After a pause, the sleeper muttered—
"What say you? If Chivey were not quite dead? What of that? How could he follow you? He has no funds. The only money he possessed I have now in my strong box under my bed."
Chivey was staggered.
"Is Murray going to bolt, and leave me in the power of this old villain, I wonder," he muttered.
He broke off in his speculations, for the notary was babbling something again.
"'The Mogador,'" muttered the old man, speaking more thickly than before as the opiate began to make itself felt; "the captain is called Gonzales. You have only to mention the name of Señor Velasquez, and he will treat you well. He knows me."
He muttered a few more words which grew more and more incoherent each instant.

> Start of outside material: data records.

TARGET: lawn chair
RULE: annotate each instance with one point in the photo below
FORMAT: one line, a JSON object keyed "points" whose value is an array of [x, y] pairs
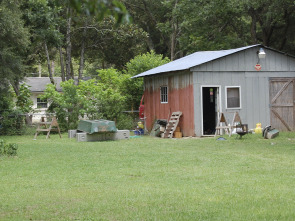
{"points": [[47, 126]]}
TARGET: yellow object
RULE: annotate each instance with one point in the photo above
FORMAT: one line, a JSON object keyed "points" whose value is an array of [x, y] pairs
{"points": [[140, 125], [258, 129]]}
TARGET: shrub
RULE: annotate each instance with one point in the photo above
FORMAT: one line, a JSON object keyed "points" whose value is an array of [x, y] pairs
{"points": [[8, 149]]}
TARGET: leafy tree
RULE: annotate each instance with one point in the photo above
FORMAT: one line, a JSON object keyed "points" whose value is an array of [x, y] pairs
{"points": [[14, 41], [133, 87], [24, 102]]}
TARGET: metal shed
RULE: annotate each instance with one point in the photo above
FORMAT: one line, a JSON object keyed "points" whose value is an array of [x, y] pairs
{"points": [[204, 84]]}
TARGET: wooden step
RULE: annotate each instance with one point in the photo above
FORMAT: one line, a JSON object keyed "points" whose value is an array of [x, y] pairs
{"points": [[172, 124]]}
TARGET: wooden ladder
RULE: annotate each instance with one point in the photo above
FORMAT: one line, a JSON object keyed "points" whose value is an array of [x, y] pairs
{"points": [[172, 124]]}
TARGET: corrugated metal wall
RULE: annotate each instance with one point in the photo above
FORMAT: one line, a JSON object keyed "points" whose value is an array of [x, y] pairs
{"points": [[180, 98], [238, 70]]}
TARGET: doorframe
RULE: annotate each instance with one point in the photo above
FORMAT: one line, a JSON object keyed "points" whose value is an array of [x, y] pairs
{"points": [[220, 106]]}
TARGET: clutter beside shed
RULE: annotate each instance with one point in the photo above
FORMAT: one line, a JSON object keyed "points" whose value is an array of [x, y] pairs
{"points": [[205, 84], [270, 133]]}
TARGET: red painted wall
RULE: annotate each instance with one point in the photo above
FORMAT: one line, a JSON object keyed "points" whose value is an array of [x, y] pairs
{"points": [[180, 98]]}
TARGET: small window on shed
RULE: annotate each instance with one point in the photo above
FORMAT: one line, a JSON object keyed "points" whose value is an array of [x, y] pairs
{"points": [[41, 103], [233, 97], [164, 94]]}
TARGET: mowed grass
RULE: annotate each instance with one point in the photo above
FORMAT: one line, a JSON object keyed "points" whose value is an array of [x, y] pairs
{"points": [[149, 179]]}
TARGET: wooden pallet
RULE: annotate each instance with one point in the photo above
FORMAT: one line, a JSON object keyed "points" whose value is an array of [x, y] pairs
{"points": [[172, 124]]}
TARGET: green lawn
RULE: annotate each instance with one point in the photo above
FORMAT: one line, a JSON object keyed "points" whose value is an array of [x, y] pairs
{"points": [[149, 179]]}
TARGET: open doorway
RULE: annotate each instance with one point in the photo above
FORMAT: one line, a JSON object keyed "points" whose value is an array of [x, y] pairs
{"points": [[210, 109]]}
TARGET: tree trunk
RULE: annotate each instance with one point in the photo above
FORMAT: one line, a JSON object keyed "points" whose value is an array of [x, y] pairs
{"points": [[68, 45], [174, 28], [81, 67], [48, 63], [62, 67], [15, 85], [40, 70]]}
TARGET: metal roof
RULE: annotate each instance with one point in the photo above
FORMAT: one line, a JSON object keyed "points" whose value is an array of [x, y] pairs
{"points": [[192, 60], [38, 84]]}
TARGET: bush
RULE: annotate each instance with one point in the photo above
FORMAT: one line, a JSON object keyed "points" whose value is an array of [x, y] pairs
{"points": [[8, 149], [126, 122], [12, 123]]}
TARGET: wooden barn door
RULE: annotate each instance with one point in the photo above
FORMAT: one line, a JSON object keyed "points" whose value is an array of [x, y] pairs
{"points": [[282, 97]]}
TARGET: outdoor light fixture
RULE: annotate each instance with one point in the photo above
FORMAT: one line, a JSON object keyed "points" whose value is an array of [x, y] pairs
{"points": [[261, 53]]}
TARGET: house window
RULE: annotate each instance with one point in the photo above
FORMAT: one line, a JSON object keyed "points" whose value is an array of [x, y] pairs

Then he lay back motionless as a log.
The opium held him fast in its power.
"Now for the box," exclaimed the tiger, excitedly.
Chivey tore open the box, and lifting up some musty old deeds and parchments, he feasted his eyes upon a mine of wealth.
A pile of gold.
Bright glittering pieces of every size and country.
And beside it thick bundles of paper money.
"Gold is uncommonly pretty," said the tiger, "but the notes packs the closest."
Bundle after bundle he stowed away about his person, regularly padding his chest under his shirt.
"Now for a trifle of loose cash," he said, coolly.
So saying, he dropped about sixty or seventy gold pieces into his breeches pocket.
His waistcoat pockets he stuffed full also.
Then he pushed back the box into its place under the bed.
"The old man still sleeps," he said to himself, looking round at the bed.
He was in a rare good humour with himself.
"Ha, ha! I am rich now," said Chivey. "Thank you, old señor, you have done me a good turn. May you sleep long."
He gave a final glance about him and made off.
A distant church clock tolled the hour of midnight as he gained the seashore.
He was in luck.
Not a soul did he encounter until he reached the beach, when he came upon two sailors, launching a rowing boat.
"'Mogador?'" he said, in a tone of inquiry.
"Si, señor."
"That's your sort," said Chivey. "I want to see Captain Gonzales."
"Come with us, then," said one of the sailors.
"Rather," responded the tiger; "off we dive; whip 'em up, tickle him under the flank, and we're there in a common canter."
The sailors both understood a little of English.
In very little time they were standing on the deck of the "Mogador."
And facing Chivey as he scrambled up the side, was the master of the ship, Captain Gonzales, to whom Chivey was presented at once by one of the sailors.
"Señor Velasquez has sent me to you, captain," said the ever ready tiger.
"Then you are welcome."
"He told me to give you that," said Chivey, handing the captain a pair of banknotes; "and to beg you to give me the best of accommodation in a cabin all to myself."
"It shall be done."
"And above all not to let Mr. Murray know of my presence on board when he comes."
"Good."
"I am going on very important business for Señor Velasquez, captain," pursued Chivey, with infinite assurance; "as you may judge, for he values your care of me at one hundred crowns to be paid on your next visit here."
"Rely upon my uttermost assistance."
"Thank you," said Chivey, with a patronising smile; "and now I'll be obliged to you to show me to my berth."
"Here," cried the Spanish captain. "Pedro—Juan—Lopez. Take this gentleman to my private cabin."
The "Mogador" stood out to sea bravely enough.
Chivey was there.
Herbert Murray was there.
But the latter little suspected the presence of the former.
Herbert Murray, in fancied security, was reclining on deck upon some cushions he had got up from below, smoking lazily, and looking up at the blue sky overhead, when Chivey, who had been looking vainly out for an appropriate cue to make his reappearance, slipped suddenly forward, and touching his hat, remarked in the coolest manner in the world—
"Did you ring for me, sir?"
Herbert looked up just as if he had seen a ghost.
"Chivey!"
"Guv'ner."
Herbert Murray stared at his villainous servant.